Addressing Missing and Noisy Modalities in One Solution: Unified Modality-Quality Framework for Low-quality Multimodal Data

This paper proposes the Unified Modality-Quality (UMQ) framework, which jointly addresses missing and noisy modalities in multimodal affective computing through a rank-guided quality estimator, a quality enhancer leveraging cross-modal and baseline information, and a quality-aware mixture-of-experts module, thereby outperforming state-of-the-art methods across various low-quality data scenarios.

Sijie Mai, Shiqin Han, Haifeng Hu

Published 2026-03-04
📖 5 min read🧠 Deep dive

Imagine you are trying to understand a movie by watching it with three friends: one who sees the visuals, one who hears the audio, and one who reads the subtitles.

In a perfect world, all three friends give you perfect information. But in the real world, things go wrong.

  • The "Missing" Friend: Sometimes, the friend who reads subtitles falls asleep or the camera breaks, so you get no information from them.
  • The "Noisy" Friend: Sometimes, the friend who hears audio is in a loud construction zone, or the friend who sees visuals is squinting through dirty glasses. They give you information, but it's garbled and confusing.

Most previous computer programs tried to fix these two problems separately. They had one team for "missing data" and a different team for "noisy data." But in real life, these problems often happen at the same time!

This paper introduces a new system called UMQ (Unified Modality-Quality). Think of UMQ as a super-smart movie director who manages a team of specialists to handle any combination of bad data, whether it's missing, noisy, or both.

Here is how UMQ works, broken down into three simple steps:

1. The Quality Inspector (The "Sniffer")

Before the director tries to fix anything, they need to know how bad the situation is.

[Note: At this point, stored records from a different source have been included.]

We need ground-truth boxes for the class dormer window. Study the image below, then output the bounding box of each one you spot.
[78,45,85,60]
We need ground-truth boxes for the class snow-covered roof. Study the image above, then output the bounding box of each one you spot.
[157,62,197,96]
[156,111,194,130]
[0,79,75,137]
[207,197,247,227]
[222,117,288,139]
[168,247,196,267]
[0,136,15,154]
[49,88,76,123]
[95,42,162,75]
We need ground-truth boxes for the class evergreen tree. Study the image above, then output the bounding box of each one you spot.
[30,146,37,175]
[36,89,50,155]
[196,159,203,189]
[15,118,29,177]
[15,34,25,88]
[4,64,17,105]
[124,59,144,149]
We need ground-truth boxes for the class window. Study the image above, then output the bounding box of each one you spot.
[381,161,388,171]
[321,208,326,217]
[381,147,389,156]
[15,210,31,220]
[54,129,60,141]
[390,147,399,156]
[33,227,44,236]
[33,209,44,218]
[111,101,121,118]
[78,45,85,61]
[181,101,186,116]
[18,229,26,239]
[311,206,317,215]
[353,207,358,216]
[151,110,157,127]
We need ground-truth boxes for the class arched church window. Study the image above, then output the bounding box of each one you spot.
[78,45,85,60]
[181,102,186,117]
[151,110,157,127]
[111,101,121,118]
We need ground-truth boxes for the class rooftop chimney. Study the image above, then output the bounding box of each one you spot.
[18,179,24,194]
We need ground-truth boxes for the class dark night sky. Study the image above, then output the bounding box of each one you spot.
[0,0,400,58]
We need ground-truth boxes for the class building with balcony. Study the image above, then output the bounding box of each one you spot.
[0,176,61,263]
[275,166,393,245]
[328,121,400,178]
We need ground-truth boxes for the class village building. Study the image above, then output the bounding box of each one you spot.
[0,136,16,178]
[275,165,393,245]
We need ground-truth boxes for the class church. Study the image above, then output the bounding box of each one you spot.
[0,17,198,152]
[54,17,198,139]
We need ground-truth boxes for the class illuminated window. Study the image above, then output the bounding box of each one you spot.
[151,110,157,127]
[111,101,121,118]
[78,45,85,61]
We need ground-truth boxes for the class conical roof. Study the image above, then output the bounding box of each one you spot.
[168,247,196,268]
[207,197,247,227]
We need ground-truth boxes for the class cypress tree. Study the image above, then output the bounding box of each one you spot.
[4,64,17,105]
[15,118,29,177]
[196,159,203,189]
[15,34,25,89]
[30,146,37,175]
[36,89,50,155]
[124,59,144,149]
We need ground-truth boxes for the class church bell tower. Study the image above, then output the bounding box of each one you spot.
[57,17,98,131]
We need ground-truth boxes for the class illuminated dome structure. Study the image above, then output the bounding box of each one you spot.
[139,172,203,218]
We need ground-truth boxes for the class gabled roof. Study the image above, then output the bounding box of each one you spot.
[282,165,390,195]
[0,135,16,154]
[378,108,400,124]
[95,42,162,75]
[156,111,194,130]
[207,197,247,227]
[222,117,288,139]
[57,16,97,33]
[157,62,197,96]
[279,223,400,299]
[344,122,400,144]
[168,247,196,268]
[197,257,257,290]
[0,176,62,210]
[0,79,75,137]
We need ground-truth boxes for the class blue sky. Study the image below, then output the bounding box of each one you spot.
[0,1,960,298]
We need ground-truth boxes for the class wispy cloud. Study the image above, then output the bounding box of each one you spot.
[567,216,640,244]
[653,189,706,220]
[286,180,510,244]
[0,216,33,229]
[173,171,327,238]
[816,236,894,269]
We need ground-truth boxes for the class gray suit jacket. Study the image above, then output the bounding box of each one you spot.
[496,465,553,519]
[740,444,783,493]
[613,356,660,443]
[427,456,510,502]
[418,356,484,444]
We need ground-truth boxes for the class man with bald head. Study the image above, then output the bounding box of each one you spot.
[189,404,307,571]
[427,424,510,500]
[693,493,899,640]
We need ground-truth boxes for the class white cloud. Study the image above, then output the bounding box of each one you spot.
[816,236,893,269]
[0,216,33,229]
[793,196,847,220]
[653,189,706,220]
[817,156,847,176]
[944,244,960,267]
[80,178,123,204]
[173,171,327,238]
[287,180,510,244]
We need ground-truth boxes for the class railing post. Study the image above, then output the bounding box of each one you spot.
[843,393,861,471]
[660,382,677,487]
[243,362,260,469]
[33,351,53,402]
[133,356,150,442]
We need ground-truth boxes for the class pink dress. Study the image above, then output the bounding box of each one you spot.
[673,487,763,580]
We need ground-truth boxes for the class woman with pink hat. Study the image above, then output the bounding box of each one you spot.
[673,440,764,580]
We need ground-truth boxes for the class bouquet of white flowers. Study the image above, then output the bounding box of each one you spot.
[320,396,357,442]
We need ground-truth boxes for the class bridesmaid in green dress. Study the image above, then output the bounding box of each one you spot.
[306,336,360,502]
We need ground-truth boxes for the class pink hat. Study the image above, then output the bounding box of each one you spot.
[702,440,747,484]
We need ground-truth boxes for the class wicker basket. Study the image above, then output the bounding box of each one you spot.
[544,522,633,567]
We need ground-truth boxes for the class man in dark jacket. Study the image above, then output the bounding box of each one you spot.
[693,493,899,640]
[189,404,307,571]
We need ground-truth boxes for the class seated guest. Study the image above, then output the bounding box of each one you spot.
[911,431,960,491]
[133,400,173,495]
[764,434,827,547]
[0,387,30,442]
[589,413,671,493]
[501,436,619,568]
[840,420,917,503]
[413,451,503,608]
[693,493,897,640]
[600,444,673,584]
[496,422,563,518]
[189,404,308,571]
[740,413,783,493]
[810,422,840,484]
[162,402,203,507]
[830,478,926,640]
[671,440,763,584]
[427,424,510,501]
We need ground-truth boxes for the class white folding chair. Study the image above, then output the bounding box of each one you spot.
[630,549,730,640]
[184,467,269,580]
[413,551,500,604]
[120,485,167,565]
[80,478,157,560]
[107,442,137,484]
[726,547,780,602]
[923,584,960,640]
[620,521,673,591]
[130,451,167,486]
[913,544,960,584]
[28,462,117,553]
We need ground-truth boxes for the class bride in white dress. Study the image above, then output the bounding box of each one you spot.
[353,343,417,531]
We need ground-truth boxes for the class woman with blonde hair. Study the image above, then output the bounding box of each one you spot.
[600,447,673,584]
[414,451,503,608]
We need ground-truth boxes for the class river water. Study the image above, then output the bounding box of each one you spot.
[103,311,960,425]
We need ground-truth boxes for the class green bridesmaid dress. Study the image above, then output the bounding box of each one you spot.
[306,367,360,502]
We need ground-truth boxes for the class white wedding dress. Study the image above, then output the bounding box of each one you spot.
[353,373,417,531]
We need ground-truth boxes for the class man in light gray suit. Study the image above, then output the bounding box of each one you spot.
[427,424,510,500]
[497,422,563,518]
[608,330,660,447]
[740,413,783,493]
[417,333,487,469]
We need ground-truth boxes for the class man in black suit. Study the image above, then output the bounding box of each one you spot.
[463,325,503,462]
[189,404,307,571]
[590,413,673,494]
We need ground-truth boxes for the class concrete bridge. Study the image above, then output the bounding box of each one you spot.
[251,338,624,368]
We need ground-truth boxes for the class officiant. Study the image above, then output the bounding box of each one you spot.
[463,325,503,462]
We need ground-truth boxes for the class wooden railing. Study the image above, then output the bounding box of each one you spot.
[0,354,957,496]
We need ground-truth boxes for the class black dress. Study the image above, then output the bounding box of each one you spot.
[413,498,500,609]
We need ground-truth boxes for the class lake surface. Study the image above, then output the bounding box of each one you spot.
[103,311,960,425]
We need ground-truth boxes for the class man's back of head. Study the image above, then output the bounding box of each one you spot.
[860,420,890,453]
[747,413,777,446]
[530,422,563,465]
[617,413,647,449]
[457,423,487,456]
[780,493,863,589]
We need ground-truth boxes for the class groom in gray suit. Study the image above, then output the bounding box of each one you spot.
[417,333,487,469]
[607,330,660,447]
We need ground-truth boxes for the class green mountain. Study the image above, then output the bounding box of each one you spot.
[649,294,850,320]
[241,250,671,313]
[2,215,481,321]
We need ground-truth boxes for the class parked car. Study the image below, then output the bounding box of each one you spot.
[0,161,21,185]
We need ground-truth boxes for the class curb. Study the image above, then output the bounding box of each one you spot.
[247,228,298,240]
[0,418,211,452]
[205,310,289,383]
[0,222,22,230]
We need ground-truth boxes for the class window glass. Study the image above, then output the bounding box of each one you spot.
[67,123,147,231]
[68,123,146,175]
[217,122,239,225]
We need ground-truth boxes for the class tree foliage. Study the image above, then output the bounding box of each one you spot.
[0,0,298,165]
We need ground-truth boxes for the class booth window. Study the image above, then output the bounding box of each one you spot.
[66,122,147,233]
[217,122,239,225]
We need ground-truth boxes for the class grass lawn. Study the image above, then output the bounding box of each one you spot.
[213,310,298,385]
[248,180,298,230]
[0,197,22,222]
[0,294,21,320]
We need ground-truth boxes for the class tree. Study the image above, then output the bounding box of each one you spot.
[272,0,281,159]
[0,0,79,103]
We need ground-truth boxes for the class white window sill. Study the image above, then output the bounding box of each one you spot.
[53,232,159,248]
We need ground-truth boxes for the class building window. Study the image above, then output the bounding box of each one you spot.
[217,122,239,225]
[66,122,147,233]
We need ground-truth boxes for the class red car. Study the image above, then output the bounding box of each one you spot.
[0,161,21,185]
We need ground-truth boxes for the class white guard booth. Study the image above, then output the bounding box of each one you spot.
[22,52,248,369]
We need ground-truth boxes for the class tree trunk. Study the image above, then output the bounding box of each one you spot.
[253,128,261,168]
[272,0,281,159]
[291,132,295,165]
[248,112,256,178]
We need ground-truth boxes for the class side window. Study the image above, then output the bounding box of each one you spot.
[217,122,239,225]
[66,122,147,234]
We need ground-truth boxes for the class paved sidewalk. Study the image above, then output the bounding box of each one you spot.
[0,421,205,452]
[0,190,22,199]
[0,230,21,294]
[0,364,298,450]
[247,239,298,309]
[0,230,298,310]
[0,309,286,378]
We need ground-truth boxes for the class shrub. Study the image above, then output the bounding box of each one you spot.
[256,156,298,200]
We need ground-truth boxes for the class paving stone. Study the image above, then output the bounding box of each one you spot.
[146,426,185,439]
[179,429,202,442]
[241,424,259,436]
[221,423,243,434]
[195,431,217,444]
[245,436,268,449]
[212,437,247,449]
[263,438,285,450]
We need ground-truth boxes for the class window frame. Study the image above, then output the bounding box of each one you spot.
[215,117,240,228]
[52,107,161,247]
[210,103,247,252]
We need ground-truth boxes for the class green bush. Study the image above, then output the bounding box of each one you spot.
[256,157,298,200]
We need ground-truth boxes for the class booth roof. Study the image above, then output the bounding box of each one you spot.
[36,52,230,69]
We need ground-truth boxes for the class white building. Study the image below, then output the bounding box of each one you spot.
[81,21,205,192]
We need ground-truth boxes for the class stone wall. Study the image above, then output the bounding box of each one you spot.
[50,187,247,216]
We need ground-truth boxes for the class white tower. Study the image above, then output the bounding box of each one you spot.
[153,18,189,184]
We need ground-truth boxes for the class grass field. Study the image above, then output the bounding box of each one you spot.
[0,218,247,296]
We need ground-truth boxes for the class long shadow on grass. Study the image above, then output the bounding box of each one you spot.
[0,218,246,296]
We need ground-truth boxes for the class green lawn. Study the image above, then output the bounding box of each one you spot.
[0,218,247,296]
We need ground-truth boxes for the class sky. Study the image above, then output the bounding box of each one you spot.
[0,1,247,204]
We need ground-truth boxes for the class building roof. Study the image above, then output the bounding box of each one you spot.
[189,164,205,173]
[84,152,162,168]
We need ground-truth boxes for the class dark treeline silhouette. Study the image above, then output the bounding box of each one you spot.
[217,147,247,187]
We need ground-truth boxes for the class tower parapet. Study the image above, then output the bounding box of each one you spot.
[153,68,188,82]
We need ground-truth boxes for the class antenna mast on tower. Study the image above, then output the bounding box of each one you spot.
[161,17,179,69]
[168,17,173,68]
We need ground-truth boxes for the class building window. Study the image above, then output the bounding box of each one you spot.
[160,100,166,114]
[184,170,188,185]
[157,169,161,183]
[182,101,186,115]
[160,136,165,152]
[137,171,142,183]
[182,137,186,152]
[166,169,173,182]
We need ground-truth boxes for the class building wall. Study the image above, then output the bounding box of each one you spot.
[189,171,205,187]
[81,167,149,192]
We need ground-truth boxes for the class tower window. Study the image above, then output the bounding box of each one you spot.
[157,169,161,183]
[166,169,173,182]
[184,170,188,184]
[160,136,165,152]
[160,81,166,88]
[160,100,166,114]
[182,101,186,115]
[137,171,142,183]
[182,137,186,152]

  • The Problem: It's hard to say exactly "how bad" a piece of data is with a single number (like "this audio is 4.2 out of 10 bad").
  • The UMQ Solution: Instead of guessing an exact number, the system acts like a sports referee. It doesn't need to know the exact score; it just needs to know who is playing better.
    • Analogy: Imagine a referee comparing two runners. They don't need to know the exact speed of each runner; they just need to know, "Runner A is faster than Runner B."
    • The system compares different pieces of data and ranks them. This helps it learn to spot "bad" data without getting confused by fake or inaccurate labels.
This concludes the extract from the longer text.